Removing a tooth can create problems

When a tooth is extracted and not replaced, the teeth around it may shift from their normal position. Shifted teeth may make biting and chewing difficult. They may also make it harder to clean your teeth. Areas that are not cleaned well are more likely to get gum disease.

Root canal treatment can prevent these problems by saving your natural tooth. A natural tooth is always better than a replacement tooth. Root canal treatment is usually less expensive than replacing a tooth.

Root Canal Treatment

What does treatment involve?

Root canal treatment involves one or more visits. There are several steps that your dentist will perform to save your tooth. We carry out endodontic treatment using a microscope for high powered magnification of the tooth anatomy. This maximises our chance of success when treating your tooth.


First, your tooth is numbed for your comfort. The dentist will then place a thin sheet of latex rubber over your tooth to keep the tooth isolated from your saliva and to protect your airway from any materials or instruments used during the treatment.


An opening is made through the crown of the tooth into the pulp chamber. The infected or inflamed pulp is then removed. Each root canal is cleaned and shaped so it can be filled.


When your dentist is happy that all the root canal anatomy has been cleaned and prepared, the canal structure will be filled with a rubber-like material to seal it. If your tooth is very infected, it may be necessary to dress the tooth with an antibiotic paste and a temporary filling but we find the majority of root canal treatments carried out under high magnification can be completed in a single visit.


Because of the small working environment and the intricacies of each root canal system, root canal treatment is a skilled procedure. We back up these skills by using the latest technology and materials, together with the dental microscope, to ensure that you receive the best endodontic treatment possible.

Do I need to have a crown after root canal treatment?
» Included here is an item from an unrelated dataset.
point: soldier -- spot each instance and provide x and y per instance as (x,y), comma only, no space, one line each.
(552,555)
In order to get access to the pulp chamber and root canals inside the tooth during root canal treatment, your dentist has to remove a considerable amount of tooth substance. This can weaken the tooth and make it more vulnerable to pressure if the tooth is rebuilt with conventional filling materials. Therefore your dentist may recommend a crown to be put on top of the root filled tooth after the root canal treatment has been completed to protect the tooth from cracking.


At this practice we are able to create a beautiful and strong crown to secure your tooth using the latest advanced technology.

How long will the restored tooth last?


A tooth with a root canal filling can last for years. Teeth with root canal fillings can, however, become decayed or fractured, or get gum disease, just like any other teeth. Daily cleaning and regular exams will help you keep your teeth healthy, whether they have had root canals or not.